Although their label Spectacles Bonzai predates the existence of Saguenay duo Angine de Poitrine by some years, the name feels exceptionally fitting for the home of their surprisingly viral music. Spectacle — of course, you can detect part of it just by looking at any picture of “brothers” Khn and Klek de Poitrine. If you’re one of the many, many viewers of the KEXP set that brought them their current notoriety you know their sound has its own kind of arresting flashiness too. And then Bonzai, halfway between a cry uttered when doing something extravagantly (unwisely?) over the top, and the careful art of crafting a living thing and its environment so that it turns out just so. Precision, abandonment, spectacle; that’s Angine de Poitrine’s second record in a nutshell.

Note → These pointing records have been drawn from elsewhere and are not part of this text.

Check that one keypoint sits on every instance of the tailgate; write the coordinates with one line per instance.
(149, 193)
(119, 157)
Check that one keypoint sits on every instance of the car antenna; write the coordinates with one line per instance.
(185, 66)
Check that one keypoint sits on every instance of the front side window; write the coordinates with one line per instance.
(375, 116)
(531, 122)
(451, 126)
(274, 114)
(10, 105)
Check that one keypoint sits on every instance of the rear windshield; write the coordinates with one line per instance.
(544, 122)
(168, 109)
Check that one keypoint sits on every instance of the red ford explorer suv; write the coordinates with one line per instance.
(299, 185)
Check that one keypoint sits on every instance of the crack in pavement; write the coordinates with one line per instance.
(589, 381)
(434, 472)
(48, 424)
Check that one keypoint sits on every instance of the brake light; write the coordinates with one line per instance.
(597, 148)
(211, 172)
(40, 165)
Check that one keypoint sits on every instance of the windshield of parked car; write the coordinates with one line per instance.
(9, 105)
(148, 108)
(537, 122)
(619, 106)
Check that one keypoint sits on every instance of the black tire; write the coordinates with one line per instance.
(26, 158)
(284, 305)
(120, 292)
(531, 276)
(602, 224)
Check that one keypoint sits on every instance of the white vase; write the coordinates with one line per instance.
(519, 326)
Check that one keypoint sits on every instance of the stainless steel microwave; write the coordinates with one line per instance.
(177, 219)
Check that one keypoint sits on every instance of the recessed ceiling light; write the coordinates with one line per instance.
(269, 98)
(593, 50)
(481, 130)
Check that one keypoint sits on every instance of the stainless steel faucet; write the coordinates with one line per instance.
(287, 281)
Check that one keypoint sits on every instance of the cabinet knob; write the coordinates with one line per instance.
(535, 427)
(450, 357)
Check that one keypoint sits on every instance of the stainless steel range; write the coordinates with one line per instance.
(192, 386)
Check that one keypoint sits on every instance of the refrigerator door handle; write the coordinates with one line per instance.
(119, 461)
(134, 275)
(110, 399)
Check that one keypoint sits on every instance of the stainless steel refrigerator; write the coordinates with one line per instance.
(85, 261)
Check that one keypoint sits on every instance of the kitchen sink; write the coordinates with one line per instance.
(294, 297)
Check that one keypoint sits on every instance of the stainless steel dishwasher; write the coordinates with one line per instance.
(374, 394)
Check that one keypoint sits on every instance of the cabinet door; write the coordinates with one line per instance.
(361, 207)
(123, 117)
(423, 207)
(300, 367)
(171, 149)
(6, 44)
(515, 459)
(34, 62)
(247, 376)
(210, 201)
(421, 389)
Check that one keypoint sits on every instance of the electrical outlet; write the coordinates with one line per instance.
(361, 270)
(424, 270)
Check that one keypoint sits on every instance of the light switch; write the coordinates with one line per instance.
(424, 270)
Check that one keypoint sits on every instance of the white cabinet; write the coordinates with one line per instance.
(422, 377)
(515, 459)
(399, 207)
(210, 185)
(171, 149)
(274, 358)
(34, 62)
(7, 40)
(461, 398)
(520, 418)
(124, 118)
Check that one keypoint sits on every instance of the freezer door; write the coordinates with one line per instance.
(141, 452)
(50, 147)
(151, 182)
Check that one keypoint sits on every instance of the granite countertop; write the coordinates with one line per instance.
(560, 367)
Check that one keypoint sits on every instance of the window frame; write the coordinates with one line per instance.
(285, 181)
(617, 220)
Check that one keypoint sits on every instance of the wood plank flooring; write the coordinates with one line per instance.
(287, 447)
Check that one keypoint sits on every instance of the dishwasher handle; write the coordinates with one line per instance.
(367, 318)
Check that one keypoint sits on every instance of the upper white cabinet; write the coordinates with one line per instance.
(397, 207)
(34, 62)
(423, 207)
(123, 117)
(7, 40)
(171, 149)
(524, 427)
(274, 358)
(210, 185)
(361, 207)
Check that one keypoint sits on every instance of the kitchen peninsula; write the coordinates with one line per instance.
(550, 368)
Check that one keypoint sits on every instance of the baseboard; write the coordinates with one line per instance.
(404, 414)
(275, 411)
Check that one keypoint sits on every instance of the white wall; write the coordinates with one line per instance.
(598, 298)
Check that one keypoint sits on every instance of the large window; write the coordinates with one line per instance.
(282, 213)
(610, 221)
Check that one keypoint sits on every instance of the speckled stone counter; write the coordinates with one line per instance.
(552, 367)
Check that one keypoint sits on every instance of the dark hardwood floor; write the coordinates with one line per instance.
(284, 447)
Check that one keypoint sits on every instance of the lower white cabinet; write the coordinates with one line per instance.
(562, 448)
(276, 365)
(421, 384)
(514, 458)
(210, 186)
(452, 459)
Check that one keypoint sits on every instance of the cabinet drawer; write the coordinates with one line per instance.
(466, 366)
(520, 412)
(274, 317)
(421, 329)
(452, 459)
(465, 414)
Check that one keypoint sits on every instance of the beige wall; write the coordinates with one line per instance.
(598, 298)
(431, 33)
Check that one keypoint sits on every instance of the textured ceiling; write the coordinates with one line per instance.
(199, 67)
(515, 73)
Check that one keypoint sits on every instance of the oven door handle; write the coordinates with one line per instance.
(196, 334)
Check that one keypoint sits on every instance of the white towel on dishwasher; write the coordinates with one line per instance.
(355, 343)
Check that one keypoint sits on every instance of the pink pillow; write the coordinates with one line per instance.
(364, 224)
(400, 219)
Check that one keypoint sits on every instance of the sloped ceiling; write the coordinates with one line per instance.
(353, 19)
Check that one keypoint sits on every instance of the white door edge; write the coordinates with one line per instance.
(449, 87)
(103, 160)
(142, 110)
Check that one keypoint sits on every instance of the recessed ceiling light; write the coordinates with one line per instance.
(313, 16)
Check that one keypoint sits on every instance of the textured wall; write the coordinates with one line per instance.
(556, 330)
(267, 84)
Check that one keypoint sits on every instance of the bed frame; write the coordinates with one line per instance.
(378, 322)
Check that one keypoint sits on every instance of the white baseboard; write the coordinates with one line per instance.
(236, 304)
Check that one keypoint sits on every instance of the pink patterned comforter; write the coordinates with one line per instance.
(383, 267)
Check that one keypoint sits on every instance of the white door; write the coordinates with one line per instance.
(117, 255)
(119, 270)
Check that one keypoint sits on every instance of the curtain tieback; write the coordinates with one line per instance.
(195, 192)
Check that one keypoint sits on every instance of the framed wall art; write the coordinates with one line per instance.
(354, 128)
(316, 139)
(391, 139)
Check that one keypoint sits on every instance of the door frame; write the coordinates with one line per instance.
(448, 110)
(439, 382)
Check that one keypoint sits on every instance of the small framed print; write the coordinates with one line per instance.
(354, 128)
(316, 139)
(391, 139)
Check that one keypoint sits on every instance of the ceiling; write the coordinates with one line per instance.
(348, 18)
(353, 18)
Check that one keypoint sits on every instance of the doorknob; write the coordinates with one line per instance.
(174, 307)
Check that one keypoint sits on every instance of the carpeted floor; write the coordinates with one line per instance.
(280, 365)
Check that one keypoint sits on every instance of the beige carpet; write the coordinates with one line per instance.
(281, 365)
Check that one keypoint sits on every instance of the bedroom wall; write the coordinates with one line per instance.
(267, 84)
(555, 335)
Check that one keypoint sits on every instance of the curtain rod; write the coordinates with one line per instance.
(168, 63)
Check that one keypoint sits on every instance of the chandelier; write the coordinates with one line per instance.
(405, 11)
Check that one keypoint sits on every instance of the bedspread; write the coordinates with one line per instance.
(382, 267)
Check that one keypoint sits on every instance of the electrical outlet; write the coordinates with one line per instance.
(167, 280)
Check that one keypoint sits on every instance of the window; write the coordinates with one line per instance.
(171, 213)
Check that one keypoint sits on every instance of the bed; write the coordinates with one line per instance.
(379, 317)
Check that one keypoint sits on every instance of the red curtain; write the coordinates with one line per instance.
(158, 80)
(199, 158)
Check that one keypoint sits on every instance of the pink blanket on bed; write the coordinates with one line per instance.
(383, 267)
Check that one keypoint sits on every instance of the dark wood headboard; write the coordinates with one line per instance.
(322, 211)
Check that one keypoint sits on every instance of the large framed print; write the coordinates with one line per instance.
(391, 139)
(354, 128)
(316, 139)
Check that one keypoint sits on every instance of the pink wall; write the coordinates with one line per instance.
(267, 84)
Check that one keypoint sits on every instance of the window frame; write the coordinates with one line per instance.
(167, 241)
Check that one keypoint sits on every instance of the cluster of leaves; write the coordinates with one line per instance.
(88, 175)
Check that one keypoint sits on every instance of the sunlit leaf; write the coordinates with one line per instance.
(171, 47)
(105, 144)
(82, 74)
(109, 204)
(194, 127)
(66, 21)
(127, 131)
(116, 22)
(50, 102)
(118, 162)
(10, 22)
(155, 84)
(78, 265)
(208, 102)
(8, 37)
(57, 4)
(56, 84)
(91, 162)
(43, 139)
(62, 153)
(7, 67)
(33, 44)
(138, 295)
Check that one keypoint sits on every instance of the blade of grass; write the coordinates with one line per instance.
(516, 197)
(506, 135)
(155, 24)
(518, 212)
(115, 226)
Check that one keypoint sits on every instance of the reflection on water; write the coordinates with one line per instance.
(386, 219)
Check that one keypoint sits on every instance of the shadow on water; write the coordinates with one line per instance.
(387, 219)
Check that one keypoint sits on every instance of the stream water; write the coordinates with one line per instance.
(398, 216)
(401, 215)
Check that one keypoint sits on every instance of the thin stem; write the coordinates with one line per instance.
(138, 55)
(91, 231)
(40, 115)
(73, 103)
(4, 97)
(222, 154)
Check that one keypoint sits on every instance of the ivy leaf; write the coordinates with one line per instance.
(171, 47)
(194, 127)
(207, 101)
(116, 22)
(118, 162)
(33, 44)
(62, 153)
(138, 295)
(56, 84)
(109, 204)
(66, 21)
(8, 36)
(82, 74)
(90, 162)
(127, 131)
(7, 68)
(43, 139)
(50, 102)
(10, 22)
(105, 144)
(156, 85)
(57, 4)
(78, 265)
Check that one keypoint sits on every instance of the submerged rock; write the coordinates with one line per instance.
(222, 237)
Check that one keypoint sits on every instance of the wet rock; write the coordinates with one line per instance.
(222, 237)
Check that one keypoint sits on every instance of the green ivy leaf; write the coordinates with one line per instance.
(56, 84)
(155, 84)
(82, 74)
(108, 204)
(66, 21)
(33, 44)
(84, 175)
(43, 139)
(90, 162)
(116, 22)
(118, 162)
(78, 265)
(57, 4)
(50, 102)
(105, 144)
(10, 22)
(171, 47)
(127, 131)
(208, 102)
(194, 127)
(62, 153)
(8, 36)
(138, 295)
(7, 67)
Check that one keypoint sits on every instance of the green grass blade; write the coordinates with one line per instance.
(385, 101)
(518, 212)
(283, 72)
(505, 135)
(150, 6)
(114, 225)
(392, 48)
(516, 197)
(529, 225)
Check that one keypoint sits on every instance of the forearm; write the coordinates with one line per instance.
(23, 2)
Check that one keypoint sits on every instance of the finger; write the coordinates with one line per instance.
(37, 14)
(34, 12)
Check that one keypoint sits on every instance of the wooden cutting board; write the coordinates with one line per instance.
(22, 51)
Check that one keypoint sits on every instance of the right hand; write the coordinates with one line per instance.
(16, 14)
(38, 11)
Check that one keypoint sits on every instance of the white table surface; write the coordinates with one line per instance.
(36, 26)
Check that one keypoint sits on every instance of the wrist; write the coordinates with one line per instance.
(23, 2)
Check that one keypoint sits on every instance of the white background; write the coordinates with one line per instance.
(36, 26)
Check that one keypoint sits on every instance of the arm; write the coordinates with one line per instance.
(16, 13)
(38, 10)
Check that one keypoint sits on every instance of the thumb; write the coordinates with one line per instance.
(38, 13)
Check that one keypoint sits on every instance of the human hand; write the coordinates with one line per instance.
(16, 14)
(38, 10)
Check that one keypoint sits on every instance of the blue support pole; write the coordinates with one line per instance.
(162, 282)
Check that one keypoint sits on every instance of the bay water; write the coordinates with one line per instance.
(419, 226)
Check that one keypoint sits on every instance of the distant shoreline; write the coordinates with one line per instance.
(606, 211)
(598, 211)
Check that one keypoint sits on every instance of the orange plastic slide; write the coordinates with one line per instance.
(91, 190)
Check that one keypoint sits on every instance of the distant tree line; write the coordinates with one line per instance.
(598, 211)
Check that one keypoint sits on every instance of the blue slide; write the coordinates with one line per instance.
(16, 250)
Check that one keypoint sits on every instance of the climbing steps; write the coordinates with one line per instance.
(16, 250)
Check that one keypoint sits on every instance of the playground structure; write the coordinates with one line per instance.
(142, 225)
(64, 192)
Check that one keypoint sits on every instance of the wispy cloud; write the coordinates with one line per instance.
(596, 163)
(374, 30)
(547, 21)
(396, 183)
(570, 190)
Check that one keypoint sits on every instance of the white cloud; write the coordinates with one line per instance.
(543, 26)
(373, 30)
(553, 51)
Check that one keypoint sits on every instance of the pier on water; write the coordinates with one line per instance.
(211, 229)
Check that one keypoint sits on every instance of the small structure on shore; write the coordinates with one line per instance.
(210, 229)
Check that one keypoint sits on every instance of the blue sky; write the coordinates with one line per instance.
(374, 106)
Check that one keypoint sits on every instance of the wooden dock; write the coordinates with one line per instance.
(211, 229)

The band name roughly translates to angina or, as the English translation of their Bandcamp bio terms it when describing what their sound is similar to, “the delicious, throbbing tightness that precedes a heart attack.” Decked out in polka dots and elaborate papier-mâché masks, Khn hitting his effect and loop pedals with bare feet while playing microtonal runs on his double neck guitar/bass, Klek visibly peering out from what otherwise might be a mouth (proboscis wobbling floppily away above) as he emulates a particularly funky metronome, both professing a love for pyramids, hot dogs, and rock and roll: it must be admitted, whatever else you think of their music, the whole thing is pretty funny. (Not for nothing do they claim inspiration from Andy Kaufman, call their music “Dada Pythago-Cubist Mantra-Rock,” and attract YouTube comments like “Absolutely insane usage of free will.”)
And yet/but also, there’s the actual music. There have been tons of prog rockers, Zappa disciples, music theory aficionados, etc. over the years that have played material roughly this wonky, with varying degrees of success (some of us have very little appetite for most of it, some will take second helpings of it all). Where Angine de Poitrine truly stand out, what has made them more than a weird video that a bunch of people watched once and then forgot about, is that all 37 minutes of Vol.II both rocks and kinda swings. While the clear prog and math rock influences are absolutely relevant here, relying on just them would miss something about the overall ethos. Imagine a spot halfway between the more aggro moments of Australian sax/drums duo Party Dozen and the austere “organic techno” of Japanese power trio Nisennenmondai, and you’re kind of there.
There’s more to say about the duo, their music, and the weird spot in contemporary music they find themselves occupying (everything from analyses of what blowing up so fast can do to a group to accounts of how they truly could only be from Quebec) than could ever fit in a record review, but it’s also crucial to note that all of that is ultimately secondary. Angine de Poitrine makes mostly instrumental rock music that roils, thrashes, bobs and weaves, pulses, jitters, soars, and drags you along for the ride. That sound is just as infectious as their thoroughly goofy presentation; if you suspect you might be even a little on their wavelength, you owe it to yourself to give Vol.II a listen.